The isolation, purification and some properties of pheromaxein, the pheromonal steroid-binding protein, in porcine submaxillary glands and saliva.

Pheromaxein, the 16-androstene steroid-binding protein with a relative molecular mass of 15,000 was isolated in sub-milligram quantities from the submaxillary gland and saliva of the Gottingen miniature boar, after a fourfold purification involving the following methods: ultrafiltration for submaxillary gland cytosols and ethanol precipitation for saliva, Concanavalin-A-Sepharose affinity chromatography, sodium dodecyl sulphate polyacrylamide gel electrophoresis, 'Extractigel-D' affinity chromatography (to remove sodium dodecyl sulphate) and fast protein-liquid chromatography. Yields of purified pheromaxein obtained after fast protein-liquid chromatography represented 10-20% of total protein present in an ultrafiltrate of a submaxillary gland cytosol.

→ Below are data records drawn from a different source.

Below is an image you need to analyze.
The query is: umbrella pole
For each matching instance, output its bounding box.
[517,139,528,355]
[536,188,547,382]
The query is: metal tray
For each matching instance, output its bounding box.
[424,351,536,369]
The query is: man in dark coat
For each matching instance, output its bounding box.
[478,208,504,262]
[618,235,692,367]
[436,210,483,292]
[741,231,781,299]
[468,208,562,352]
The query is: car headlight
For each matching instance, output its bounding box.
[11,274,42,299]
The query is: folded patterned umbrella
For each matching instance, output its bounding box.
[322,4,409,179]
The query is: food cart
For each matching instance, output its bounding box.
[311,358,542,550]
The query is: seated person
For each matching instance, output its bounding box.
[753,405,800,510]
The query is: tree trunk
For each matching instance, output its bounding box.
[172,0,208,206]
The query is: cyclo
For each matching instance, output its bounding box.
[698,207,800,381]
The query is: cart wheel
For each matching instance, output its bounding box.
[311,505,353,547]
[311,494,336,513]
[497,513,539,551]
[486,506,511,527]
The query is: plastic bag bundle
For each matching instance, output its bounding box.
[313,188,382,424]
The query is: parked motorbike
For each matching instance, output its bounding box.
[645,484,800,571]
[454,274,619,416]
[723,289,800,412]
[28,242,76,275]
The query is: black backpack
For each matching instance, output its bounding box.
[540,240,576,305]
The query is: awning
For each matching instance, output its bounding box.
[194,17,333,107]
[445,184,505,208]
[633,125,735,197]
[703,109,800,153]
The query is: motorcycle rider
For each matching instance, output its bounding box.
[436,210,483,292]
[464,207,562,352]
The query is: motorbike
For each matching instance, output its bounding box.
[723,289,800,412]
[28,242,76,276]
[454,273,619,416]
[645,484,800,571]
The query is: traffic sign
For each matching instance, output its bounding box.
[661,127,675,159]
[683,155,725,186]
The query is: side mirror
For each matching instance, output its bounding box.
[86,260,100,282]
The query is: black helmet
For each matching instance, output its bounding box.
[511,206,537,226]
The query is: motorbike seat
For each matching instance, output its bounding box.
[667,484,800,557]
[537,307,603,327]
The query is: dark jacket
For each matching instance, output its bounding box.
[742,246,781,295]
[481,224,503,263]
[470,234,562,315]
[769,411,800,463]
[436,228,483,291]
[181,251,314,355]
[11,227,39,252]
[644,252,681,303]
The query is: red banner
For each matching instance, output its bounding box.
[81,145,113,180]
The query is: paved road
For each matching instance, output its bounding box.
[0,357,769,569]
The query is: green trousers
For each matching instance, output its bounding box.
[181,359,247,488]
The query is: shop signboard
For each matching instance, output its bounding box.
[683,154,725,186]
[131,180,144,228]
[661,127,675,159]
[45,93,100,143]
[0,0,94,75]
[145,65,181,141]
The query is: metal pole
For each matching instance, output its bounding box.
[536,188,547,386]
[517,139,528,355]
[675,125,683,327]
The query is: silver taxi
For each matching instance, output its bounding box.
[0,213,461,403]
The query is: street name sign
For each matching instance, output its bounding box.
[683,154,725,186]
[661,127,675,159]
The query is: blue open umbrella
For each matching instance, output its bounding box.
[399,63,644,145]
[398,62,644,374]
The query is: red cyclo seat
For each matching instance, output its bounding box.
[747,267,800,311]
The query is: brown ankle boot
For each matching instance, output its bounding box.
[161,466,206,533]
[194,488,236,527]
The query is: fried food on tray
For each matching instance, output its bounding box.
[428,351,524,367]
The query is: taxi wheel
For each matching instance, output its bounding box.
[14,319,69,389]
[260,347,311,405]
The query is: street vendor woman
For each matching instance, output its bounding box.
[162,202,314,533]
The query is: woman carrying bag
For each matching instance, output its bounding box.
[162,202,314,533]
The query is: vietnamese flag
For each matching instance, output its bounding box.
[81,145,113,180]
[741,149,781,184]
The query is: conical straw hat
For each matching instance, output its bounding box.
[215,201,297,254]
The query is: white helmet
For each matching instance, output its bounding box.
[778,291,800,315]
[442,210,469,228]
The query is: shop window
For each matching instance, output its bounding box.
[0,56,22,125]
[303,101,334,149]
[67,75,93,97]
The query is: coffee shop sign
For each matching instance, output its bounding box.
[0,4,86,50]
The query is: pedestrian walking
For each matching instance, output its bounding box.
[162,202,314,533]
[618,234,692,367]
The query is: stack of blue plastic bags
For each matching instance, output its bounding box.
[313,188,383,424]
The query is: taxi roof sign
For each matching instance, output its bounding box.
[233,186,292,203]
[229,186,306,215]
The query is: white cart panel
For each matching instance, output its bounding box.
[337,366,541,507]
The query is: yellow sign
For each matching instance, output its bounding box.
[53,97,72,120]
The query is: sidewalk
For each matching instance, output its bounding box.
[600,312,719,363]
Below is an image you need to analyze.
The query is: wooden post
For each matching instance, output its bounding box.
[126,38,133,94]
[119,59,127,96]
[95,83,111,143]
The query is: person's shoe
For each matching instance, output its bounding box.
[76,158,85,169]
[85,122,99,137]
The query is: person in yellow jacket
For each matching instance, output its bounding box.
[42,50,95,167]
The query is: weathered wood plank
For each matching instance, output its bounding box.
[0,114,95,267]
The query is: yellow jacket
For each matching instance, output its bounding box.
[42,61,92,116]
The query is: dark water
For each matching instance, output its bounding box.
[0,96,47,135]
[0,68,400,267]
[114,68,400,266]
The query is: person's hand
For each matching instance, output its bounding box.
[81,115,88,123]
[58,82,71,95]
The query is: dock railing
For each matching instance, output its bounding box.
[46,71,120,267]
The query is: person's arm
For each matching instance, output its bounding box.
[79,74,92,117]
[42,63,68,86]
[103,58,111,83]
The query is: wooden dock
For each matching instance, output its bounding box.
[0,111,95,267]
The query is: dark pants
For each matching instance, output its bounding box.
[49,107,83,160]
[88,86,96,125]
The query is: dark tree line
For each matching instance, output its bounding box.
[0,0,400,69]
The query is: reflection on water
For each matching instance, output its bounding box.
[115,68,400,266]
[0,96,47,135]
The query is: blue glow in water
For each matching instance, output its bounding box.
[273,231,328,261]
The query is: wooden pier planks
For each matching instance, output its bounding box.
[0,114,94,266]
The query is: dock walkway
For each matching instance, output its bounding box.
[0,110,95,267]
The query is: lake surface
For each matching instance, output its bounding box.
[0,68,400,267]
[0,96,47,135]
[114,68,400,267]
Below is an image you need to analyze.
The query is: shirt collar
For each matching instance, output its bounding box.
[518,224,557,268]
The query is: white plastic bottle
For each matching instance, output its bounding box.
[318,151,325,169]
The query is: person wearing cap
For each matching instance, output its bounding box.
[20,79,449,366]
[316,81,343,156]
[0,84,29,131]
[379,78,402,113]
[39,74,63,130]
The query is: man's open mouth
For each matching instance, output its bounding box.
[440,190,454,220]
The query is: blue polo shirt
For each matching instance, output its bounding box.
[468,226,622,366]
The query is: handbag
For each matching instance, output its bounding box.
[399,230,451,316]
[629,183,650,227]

Fast protein-liquid chromatography separated the alpha- and beta-charge isomers of pheromaxein which were shown to have isoelectric points of 4.78 and 5.35 respectively on flat-bed isoelectric focusing. Some data are provided for the variable occurrence of the isomeric forms of pheromaxein in relation to different breeds of pig. Five 16-unsaturated steroids showed the highest binding to pheromaxein. Other steroids of the 5 alpha- and 5 beta-androstane series also showed some binding to pheromaxein, i.e. 17 beta-hydroxy-5 alpha-androstan-3-one (19.2%), with 5 alpha-androstan-3-one, which has a similar urinous odour to 5 alpha-androst-16-en-3-one, showing the greatest binding (42.6%) relative to 5 alpha-androst-16-en-3-one (100%).